The strength of divergence among the two clades is summarized by the GND value (Borregaard et al. 2014)
using StatsBase: tiedrank
function calculate_GND(sims)
# two internal convenience functions
logit(p) = log(p/(1-p))
invlogit(p) = exp(p)/(1+exp(p))
n = size(sims, 1)
r = [tiedrank(x)[1]/(n + 1) for x in eachcol(sims)]
p = 1 .- 2 .* abs.(r .- 0.5) .- 1/n
α = mean(logit.(p))
1-invlogit(α)
end
GND = calculate_GND(sims)
first(GND, 4) # hide
Putting it all together
We can use all of the above to go through the entire phylogeny and generate SOS and GND values.
First, let us create a function that calculates both metrics
function process_node(assemblage, tree, nodename; nsims = 100)
clade = get_clade(assemblage, tree, nodename)
children = getchildren(tree, nodename)
if length(children) != 2 || any(x -> isleaf(tree, x) || nspecies(get_clade(assemblage, tree, x)) < 4, children)
return (fill(NaN, nsites(clade)), NaN)
end
sims = simulate_descendants(clade, tree, children[1]; nsims)
calculate_SOS(sims), calculate_GND(sims)
end
# use as
SOS, GND = process_node(tyrants, tree, randnode)
([-2.431332243434026, -2.09175660340568, -2.4058378542322436, -2.06400048343385, -2.0201275189798236, -1.8533956175485518, -2.0050251716560235, -2.1454962570494778, -1.9487144769227502, -2.291100974449801 … -2.634051875071559, -2.9233194431337335, -2.2248222961117308, -1.9669023811084203, -2.54525467435664, -3.0876640072803037, -3.030760580303149, -2.0619783863640926, -2.6304877337720867, -2.861876303342024], 0.8801736719060362)
Final step: Applying the method to the entire tree
Finally, we can now go through every node on the tree and calculate the metrics.
This function recreates the functionality of the main Node_analysis
function of the nodiv R package
using ProgressLogging
function node_based_analysis(assemblage::Assemblage, tree::AbstractTree)

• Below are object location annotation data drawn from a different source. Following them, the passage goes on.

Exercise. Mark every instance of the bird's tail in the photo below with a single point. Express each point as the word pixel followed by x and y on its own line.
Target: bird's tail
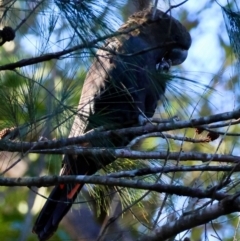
pixel 61 198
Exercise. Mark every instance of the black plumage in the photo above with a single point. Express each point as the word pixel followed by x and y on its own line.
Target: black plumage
pixel 120 88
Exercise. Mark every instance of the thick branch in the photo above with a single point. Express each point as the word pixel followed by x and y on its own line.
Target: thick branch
pixel 109 181
pixel 6 145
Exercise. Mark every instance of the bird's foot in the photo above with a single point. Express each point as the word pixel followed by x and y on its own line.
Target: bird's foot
pixel 164 65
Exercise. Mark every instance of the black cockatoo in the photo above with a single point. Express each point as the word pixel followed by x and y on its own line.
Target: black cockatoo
pixel 119 89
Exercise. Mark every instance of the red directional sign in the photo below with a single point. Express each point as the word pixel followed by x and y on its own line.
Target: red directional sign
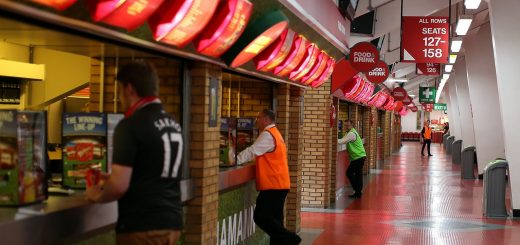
pixel 425 39
pixel 364 56
pixel 429 69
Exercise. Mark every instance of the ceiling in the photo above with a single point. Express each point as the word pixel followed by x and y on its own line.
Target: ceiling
pixel 387 25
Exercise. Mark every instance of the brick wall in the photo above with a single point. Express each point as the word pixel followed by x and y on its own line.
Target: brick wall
pixel 204 159
pixel 317 148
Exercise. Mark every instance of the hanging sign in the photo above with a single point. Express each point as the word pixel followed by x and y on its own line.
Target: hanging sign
pixel 440 107
pixel 259 34
pixel 225 28
pixel 272 56
pixel 379 74
pixel 428 69
pixel 407 100
pixel 127 14
pixel 427 94
pixel 425 39
pixel 364 56
pixel 399 93
pixel 56 4
pixel 178 22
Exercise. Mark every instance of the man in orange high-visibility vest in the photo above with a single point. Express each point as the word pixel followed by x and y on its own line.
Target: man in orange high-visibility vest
pixel 426 134
pixel 272 179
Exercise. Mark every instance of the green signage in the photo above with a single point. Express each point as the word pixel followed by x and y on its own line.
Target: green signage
pixel 440 107
pixel 427 95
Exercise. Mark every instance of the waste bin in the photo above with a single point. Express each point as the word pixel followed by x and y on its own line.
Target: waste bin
pixel 495 189
pixel 444 140
pixel 456 151
pixel 449 144
pixel 468 161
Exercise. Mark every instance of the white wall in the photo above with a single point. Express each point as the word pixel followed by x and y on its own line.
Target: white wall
pixel 482 83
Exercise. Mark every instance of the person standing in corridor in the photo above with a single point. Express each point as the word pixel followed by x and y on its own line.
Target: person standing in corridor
pixel 357 156
pixel 426 134
pixel 272 179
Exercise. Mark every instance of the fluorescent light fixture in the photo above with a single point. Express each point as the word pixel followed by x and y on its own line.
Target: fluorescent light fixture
pixel 398 80
pixel 453 58
pixel 456 44
pixel 463 24
pixel 448 68
pixel 471 4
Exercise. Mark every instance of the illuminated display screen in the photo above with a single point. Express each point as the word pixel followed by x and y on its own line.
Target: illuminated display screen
pixel 307 63
pixel 319 67
pixel 225 28
pixel 127 14
pixel 57 4
pixel 294 58
pixel 178 22
pixel 276 53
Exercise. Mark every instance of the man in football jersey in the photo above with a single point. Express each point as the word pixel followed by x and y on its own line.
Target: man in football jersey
pixel 145 177
pixel 272 179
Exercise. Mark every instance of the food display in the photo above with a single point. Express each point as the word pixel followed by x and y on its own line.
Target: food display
pixel 22 157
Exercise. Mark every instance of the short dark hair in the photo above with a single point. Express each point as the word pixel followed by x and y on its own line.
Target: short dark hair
pixel 269 114
pixel 142 76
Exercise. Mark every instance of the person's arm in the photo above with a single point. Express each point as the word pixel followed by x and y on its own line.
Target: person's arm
pixel 347 138
pixel 263 144
pixel 113 187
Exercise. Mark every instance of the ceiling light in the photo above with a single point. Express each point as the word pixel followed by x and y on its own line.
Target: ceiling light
pixel 463 24
pixel 471 4
pixel 453 58
pixel 448 68
pixel 456 44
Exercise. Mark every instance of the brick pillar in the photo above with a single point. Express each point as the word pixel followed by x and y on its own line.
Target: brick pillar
pixel 317 148
pixel 202 211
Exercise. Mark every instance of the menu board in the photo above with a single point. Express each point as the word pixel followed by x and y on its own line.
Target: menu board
pixel 84 139
pixel 22 157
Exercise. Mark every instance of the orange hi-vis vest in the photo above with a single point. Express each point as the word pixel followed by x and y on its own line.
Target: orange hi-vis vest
pixel 428 133
pixel 272 168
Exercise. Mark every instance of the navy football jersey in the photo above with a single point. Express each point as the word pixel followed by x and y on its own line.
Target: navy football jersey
pixel 150 141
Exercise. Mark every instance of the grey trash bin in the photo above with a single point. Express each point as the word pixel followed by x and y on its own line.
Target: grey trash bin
pixel 495 189
pixel 445 140
pixel 468 161
pixel 449 144
pixel 456 152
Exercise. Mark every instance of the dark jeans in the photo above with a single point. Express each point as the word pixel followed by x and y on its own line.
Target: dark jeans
pixel 426 142
pixel 269 216
pixel 355 174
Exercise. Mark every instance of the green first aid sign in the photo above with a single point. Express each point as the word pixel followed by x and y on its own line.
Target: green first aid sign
pixel 427 95
pixel 440 107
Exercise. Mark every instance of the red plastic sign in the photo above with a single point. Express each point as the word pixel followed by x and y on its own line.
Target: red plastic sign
pixel 364 56
pixel 127 14
pixel 407 100
pixel 178 22
pixel 276 53
pixel 428 69
pixel 225 28
pixel 379 74
pixel 57 4
pixel 425 39
pixel 399 94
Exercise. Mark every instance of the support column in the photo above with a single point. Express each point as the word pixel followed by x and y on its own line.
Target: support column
pixel 504 18
pixel 463 97
pixel 482 82
pixel 202 211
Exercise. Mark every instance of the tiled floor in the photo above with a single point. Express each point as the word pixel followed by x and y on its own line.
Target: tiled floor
pixel 413 200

nodevec = [getnodename(tree, x) for x in traversal(tree, preorder) if !isleaf(tree, x)] #shuffle!(collect(nodenamefilter(!isleaf, tree)))

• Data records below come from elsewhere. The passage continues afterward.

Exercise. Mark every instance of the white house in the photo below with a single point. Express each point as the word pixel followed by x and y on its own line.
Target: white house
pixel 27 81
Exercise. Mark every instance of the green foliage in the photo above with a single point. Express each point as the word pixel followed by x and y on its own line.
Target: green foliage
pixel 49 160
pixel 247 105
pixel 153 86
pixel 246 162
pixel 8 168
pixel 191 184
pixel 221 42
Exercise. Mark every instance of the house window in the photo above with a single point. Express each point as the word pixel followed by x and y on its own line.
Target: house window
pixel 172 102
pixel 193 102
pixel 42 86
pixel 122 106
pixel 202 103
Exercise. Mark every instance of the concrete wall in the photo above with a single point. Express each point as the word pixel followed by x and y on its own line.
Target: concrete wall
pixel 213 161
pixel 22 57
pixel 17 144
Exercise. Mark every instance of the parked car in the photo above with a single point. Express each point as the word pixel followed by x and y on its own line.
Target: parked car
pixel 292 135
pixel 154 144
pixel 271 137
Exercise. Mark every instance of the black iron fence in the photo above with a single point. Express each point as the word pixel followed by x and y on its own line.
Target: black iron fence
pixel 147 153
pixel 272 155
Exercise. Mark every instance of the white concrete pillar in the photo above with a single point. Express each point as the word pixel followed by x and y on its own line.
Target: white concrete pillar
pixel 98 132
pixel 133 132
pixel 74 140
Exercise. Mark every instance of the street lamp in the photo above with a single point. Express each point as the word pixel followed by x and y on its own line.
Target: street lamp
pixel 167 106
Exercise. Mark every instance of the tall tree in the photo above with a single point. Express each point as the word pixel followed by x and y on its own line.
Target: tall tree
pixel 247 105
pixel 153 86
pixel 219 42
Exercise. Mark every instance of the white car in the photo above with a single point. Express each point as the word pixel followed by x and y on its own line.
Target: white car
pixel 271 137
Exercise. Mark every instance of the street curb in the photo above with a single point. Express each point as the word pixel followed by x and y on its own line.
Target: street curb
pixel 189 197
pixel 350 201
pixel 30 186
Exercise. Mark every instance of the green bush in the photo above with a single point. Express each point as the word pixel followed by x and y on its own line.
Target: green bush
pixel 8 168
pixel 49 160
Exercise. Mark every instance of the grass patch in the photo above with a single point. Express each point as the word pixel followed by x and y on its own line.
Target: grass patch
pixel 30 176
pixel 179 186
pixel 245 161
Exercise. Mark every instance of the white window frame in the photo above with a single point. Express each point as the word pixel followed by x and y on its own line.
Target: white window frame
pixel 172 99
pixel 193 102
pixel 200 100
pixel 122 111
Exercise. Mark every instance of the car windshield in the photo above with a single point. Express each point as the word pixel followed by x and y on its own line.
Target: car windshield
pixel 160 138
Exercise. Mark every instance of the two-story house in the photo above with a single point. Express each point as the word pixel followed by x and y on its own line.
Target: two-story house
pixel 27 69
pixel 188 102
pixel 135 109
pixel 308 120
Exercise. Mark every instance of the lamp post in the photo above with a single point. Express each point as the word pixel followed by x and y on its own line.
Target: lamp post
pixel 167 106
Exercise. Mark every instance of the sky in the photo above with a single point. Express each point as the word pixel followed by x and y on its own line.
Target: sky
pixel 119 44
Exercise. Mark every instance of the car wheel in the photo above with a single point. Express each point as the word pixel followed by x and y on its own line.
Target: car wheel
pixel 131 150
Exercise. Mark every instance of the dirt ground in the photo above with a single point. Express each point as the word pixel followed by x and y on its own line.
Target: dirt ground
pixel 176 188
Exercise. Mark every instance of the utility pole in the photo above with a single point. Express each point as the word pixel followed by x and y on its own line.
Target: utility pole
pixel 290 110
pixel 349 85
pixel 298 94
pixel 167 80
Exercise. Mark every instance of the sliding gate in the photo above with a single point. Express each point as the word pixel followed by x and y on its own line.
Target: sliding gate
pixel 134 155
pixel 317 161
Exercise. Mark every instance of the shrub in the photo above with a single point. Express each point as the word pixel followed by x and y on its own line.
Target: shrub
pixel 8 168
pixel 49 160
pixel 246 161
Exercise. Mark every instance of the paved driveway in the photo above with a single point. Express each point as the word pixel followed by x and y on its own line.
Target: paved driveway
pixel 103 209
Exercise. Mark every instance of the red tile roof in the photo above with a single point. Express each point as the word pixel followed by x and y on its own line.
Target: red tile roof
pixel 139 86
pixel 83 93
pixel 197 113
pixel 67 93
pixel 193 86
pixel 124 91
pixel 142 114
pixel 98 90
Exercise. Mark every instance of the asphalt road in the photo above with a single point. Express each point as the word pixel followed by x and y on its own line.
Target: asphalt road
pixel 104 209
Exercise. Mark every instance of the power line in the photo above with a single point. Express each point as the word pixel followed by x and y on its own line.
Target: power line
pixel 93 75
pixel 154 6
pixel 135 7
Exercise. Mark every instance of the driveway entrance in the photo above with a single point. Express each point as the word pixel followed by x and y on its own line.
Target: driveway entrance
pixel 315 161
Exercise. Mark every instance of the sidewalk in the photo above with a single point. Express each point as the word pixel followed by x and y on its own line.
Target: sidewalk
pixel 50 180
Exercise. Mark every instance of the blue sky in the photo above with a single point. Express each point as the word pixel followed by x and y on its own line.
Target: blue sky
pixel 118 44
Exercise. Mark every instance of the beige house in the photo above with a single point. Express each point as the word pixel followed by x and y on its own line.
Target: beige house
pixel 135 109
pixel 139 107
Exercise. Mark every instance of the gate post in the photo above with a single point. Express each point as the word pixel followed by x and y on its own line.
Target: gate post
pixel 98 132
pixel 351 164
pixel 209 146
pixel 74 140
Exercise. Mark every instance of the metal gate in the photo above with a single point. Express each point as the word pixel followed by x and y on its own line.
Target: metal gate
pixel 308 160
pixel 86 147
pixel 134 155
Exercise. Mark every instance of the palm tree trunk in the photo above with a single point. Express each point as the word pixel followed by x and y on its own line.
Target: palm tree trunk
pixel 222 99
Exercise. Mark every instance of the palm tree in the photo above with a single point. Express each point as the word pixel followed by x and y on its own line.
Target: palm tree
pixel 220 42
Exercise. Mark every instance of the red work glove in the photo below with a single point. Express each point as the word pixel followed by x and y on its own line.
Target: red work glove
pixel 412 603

SOSs = Matrix{Float64}(undef, nsites(tyrants), length(nodevec))
GNDs = Vector{Float64}(undef, length(nodevec))
@progress for (i, node) in enumerate(nodevec)
SOSs[:,i], GNDs[i] = process_node(tyrants, tree, node)
end
SOSs, GNDs
end
SOSs, GNDs = node_based_analysis(tyrants, tree);
([-0.369677634540273 NaN … NaN NaN; -0.4155618940343646 NaN … NaN NaN; … ; -0.6230210280811734 NaN … NaN NaN; -0.5943756214313964 NaN … NaN NaN], [0.36249997009864054, NaN, NaN, NaN, NaN, 0.2274335316899314, NaN, NaN, 0.7744303831313963, NaN … NaN, NaN, NaN, NaN, NaN, NaN, NaN, NaN, NaN, NaN])
Let's visualize the GND values on the tree
plot(tree,
showtips = false, marker_z = GNDs,
color = cgrad(:YlOrRd, 10, categorical = true),
markersize = 15 .* GNDs, markerstrokewidth = 0,
size = (600, 1000), clim = (0,1)
)
We notice that a few of the nodes stand clearly out with significant distributional changes. We can then proceed to map the SOS values for these nodes and interpret the distributional history.